夜の女たち(1948年・溝口健二監督)感想

戦後間もない西成、戦争で旦那を失った若い女性たちが生きる様子。貧困と暴力のなか、女性が生きるすべとして本来望んでいない夜の風俗世界に囚われていくことになる様子。

終盤、善人も出てきて「これからの女性は今までの不幸を乗り越えて強くなっていかないといけないよ」と言った話も出るが、結局またやぶれかぶれの不幸な女性がやってくる。

「目くらになって鼻を溶かして(←性病のこと)カタワの子どもを産めばいい!!」

「男いう男に病気を移して復讐してやる」

男が悪いという言葉をはっきり言う所は直情的であるが共感できた。僕は常々そう思うから。

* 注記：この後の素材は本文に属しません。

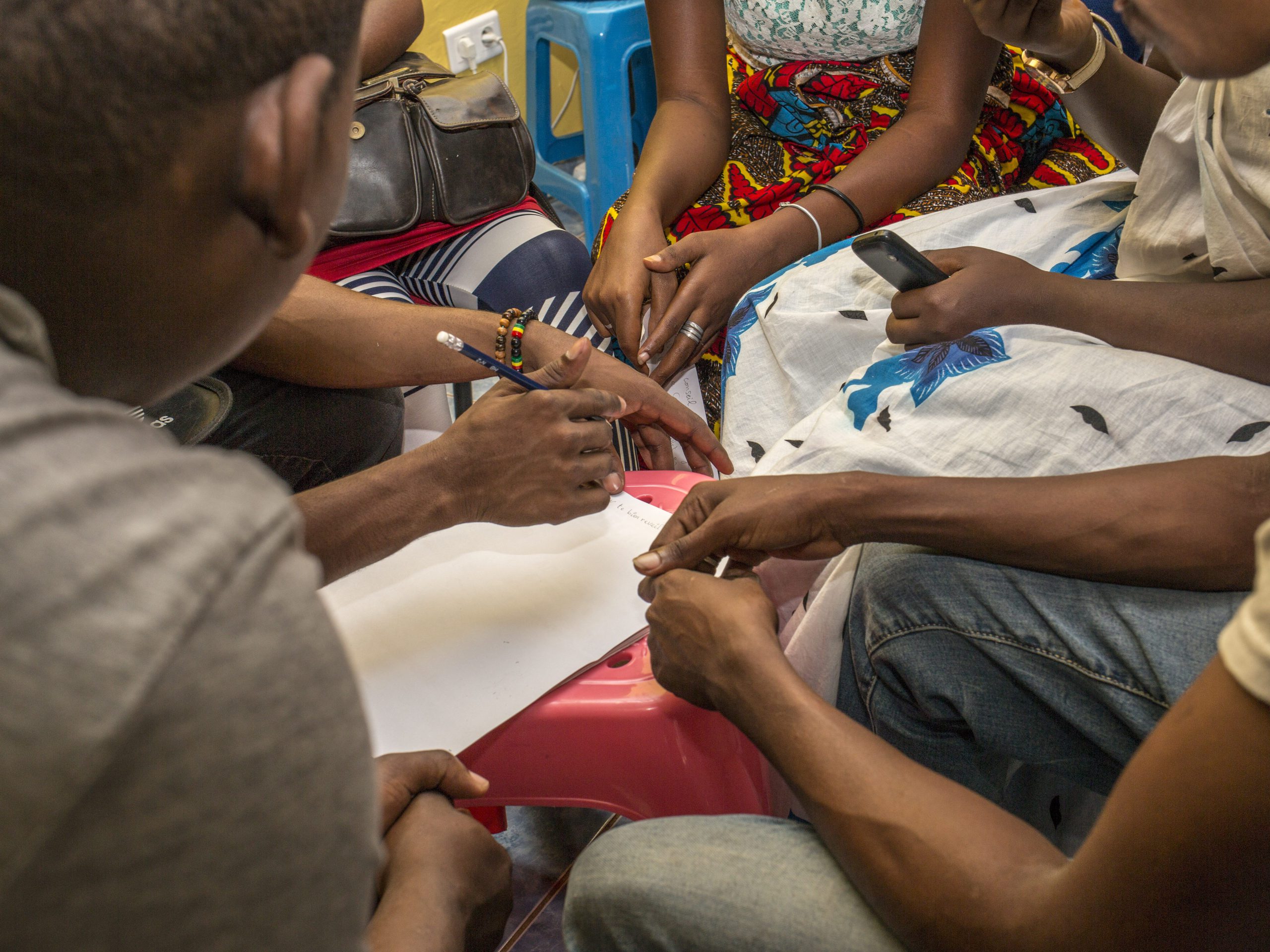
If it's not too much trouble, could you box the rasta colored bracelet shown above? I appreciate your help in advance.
[512,307,538,371]
[494,307,521,360]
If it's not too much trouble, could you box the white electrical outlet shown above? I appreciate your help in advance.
[441,10,503,72]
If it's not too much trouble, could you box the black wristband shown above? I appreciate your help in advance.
[808,185,865,235]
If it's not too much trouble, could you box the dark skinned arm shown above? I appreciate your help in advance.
[295,340,628,581]
[583,0,732,365]
[234,277,732,472]
[965,0,1177,170]
[358,0,423,79]
[887,247,1270,383]
[635,456,1270,590]
[645,0,1001,382]
[644,563,1270,952]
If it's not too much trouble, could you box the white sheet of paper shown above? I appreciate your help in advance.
[321,492,669,754]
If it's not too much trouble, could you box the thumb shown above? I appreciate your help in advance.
[527,338,592,390]
[375,750,489,832]
[635,518,725,575]
[644,235,700,273]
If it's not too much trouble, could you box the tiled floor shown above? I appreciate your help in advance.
[451,186,608,952]
[498,806,608,952]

女同士で身ぐるみはがし合ったりするが、結局社会ではどの女も下卑た視線を浴びせられ欲望の犠牲になった上に力づくで金もとられ。貧困、暴力、混乱する社会で割を食う弱者。延々とそんな感じで嫌になる。

見ていたら、なんかもう人間は絶滅した方がいいんじゃないか、とか思ってしまいました。ただそれは作り手の本意ではないわけで、溝口監督と言う人は強く真面目な良い人そうだなと思いました。誠実さを感じました。